Background: A cluster randomized controlled
trial with residents with stroke in care homes
(OTCH) aims to evaluate the impact of a complex
occupational therapy intervention focused on promoting
independence via activities of daily living. A
process evaluation is running alongside the OTCH
trial to examine intervention fidelity.
Method: An explanatory programme theory of
intervention fidelity which integrates aspects of
implementation and anticipated impacts has been
constructed to underpin the process evaluation.
The theory is being tested drawing on both indepth
semi-structured interviews (n = 17) and
reports of critical incidents from the trial (n = 20)
with all occupational therapists.
Results/findings: A key theme emerging from the
process evaluation relates to how occupational
therapists have had to balance the requirements of
delivering the OTCH trial intervention within both
care home and research contexts simultaneously.
Occupational therapists’ previous experiences,
characteristics of patients allocated to the trial and
the managerial structure of the care homes were
the factors that influenced how successful occupational
therapists were in achieving this balance.

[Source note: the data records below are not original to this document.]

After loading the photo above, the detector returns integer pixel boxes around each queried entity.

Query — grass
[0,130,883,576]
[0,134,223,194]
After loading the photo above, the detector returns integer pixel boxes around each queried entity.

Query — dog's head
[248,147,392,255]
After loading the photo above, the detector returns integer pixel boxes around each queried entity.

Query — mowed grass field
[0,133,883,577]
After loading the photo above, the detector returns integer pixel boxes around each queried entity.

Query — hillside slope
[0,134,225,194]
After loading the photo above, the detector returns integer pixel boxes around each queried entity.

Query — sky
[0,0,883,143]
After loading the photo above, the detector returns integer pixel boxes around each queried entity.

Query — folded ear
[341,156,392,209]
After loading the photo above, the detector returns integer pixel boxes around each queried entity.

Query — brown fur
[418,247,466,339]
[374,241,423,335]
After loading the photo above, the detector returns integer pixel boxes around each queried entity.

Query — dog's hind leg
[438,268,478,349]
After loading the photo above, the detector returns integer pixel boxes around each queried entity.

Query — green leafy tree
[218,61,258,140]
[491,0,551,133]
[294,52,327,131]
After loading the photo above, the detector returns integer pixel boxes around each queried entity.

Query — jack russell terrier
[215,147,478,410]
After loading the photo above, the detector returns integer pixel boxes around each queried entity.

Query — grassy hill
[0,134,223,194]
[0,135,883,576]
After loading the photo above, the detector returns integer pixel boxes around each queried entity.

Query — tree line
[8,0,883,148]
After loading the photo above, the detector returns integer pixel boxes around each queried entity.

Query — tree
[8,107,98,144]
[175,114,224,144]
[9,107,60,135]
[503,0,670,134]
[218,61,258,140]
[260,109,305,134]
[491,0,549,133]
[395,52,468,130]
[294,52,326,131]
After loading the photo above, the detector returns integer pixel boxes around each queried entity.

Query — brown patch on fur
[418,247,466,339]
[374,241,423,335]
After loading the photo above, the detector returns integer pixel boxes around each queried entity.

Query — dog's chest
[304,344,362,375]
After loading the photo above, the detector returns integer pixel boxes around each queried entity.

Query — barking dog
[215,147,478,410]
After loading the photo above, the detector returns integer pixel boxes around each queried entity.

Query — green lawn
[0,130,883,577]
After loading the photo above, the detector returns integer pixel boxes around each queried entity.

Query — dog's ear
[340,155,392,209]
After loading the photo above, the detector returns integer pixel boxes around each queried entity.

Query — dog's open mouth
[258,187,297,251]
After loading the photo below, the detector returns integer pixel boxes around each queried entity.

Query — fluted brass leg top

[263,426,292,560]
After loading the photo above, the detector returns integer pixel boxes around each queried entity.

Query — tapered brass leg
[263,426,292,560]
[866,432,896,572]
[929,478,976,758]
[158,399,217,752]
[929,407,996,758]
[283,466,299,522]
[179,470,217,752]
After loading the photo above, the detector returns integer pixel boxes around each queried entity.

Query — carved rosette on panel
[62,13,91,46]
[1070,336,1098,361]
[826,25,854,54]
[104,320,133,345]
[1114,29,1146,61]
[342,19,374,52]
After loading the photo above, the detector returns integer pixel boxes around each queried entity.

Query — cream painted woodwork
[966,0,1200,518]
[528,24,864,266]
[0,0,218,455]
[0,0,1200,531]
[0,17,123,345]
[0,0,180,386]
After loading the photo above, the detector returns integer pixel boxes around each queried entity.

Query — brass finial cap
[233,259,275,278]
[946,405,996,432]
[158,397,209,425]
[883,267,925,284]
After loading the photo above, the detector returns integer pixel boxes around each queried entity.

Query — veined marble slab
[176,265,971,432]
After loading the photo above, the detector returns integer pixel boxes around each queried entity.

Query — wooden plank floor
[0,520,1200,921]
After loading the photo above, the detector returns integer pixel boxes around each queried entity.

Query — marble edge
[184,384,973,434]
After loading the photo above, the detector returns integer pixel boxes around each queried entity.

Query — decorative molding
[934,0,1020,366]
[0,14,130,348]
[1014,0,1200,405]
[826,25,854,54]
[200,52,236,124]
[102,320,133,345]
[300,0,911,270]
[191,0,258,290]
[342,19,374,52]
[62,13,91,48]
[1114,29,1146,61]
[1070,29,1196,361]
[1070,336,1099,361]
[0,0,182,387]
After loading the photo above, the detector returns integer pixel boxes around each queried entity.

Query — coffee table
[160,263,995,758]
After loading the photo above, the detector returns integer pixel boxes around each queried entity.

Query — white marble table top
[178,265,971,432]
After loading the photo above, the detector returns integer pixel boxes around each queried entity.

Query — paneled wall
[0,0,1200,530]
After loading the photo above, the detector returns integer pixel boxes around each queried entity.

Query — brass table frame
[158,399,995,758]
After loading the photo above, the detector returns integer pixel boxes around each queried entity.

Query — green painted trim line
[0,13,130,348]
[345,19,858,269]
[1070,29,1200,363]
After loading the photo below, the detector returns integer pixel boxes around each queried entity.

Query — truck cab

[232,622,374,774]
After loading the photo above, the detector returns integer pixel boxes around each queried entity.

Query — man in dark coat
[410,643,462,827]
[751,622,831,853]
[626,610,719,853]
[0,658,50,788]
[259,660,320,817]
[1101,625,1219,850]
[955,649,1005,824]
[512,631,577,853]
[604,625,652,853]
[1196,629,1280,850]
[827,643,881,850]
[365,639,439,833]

Discussion: Occupational therapists with previous
research experience were more cognisant of
the study outcome measures, and used them to
guide patients’ goal setting. Occupational therapists
with extensive professional (non-research)
experience reported more confidence in their ability
to tailor more peripheral components of the
intervention, or to target goals outside the scope
of the trial intervention.
Conclusion: This process evaluation illuminates
the complexities in considering the fidelity of rehabilitation
trial interventions, specifically in how therapist
experience may influence implementation.